Example 5 Example 1 except that 1.66 g of monoolein (98% purity) was used instead of monostearin.
I did the same thing.

Example 6 To 100 g of "Isoelite" powder product (manufactured by Shiosui Minato Refining Company, total cyclodextrin content 80%), 100 g of water and 1.3 g of monostearin were added, and at a temperature of 80 to 90 °C,
Then, the mixture was mixed for 30 minutes using a homomixer. The following is Example 1
I did the same thing.

Example 7 The same procedure as in Example 6 was carried out except that 2.5 g of monostearin was used.

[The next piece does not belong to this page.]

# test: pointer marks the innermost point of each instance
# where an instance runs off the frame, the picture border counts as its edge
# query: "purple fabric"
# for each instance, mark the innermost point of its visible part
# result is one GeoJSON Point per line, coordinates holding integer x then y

Example 8 The same procedure as in Example 6 was carried out except that 12.5 g of monostearin was used.

Example 9 Add 10 times the weight of fats and oils to the undissolved portion obtained in Example 1, heat under reduced pressure (3 wmHg) to 220°C, and perform steam distillation (steam blowing water temperature 60°C) to remove monoglyceride. did.

After removing the monoglyceride by distillation, the mixture was cooled to room temperature and returned to normal pressure, and then water of the same weight as the oil and fat was added and mixed, and the aqueous phase was concentrated to obtain a powder.

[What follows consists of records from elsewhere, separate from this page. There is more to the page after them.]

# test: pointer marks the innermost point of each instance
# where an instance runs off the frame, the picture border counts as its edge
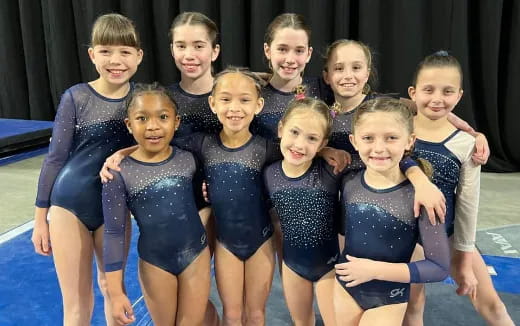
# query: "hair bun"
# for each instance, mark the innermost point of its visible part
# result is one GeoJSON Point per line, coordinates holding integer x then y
{"type": "Point", "coordinates": [442, 53]}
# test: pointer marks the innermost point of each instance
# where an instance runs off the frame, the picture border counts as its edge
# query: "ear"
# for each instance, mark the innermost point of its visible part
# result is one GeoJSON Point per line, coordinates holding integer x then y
{"type": "Point", "coordinates": [352, 141]}
{"type": "Point", "coordinates": [211, 101]}
{"type": "Point", "coordinates": [177, 122]}
{"type": "Point", "coordinates": [140, 55]}
{"type": "Point", "coordinates": [128, 125]}
{"type": "Point", "coordinates": [325, 76]}
{"type": "Point", "coordinates": [411, 92]}
{"type": "Point", "coordinates": [259, 105]}
{"type": "Point", "coordinates": [267, 51]}
{"type": "Point", "coordinates": [411, 141]}
{"type": "Point", "coordinates": [215, 53]}
{"type": "Point", "coordinates": [310, 54]}
{"type": "Point", "coordinates": [280, 129]}
{"type": "Point", "coordinates": [323, 144]}
{"type": "Point", "coordinates": [91, 55]}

Example 10 In Example 9, instead of steam distillation, 2 mmHg
Example 9 was carried out in the same manner as in Example 9, except that monoglyceride was distilled off by molecular distillation (using a falling film 2 molecular distillation machine) at 190 degrees under high vacuum.

The powder obtained in Example 1-to was subjected to liquid chromatography analysis under the following conditions.

Liquid chromatography analysis conditions: Equipment W: JASCO880-pu column; old bar Lichrosorb NH* (5
#) Eluent Niacetonitrile/Water = 60/40 Elution rate = 1 moi! /sin Detection ti: 5hodex Sε-61 The analysis results obtained are shown in Table 4. Raw material “Celdex CH-
The analysis results of 20J and "Isoelite" are also described.

As is clear from Table 4, by mixing various cyclodextrin mixtures containing α-cyclodextrin and monoglyceride to form an insoluble portion, and then removing the monoglyceride from the resulting insoluble matter, high Purity of α-cyclodextrin can be obtained.

Claims (1)

[Claims] 1. Mixing various cyclodextrin mixtures containing α-cyclodextrin and monoglyceride in the presence of water to form an insoluble part, and then removing the monoglyceride from the obtained insoluble part. α characterized by
- A method for purifying cyclodextrin. 2. The purification method according to claim 1, wherein the potassium monoglyceride is a saturated monoglyceride, an unsaturated monoglyceride, or a mixture thereof. 3.Claim 1 or 2, wherein various cyclodextrin mixtures containing α-cyclodextrin and monoglycerides are mixed in a temperature range where each monoglyceride melts.
Purification method as described. 4. Claim 1, wherein after dissolving the insoluble portion in a solvent containing a soluble solvent as a main component, the monoglyceride is diluted with an excess solvent in which the monoglyceride is poorly soluble or insoluble, and the resulting precipitate is removed.
5. The purification method according to claim 4, wherein the soluble solvent in the insoluble portion is at least one selected from pyridine, dimethylformamide, dimethyl sulfoxide, and formamide. 6. The purification method according to claim 1, wherein the undissolved portion is dispersed and dissolved in a substance with a boiling point higher than that of the monoglyceride, and the monoglyceride is distilled off under reduced pressure or normal pressure. 7. The purification method according to claim 5, wherein the monoglyceride is distilled off by steam distillation under reduced pressure or the like.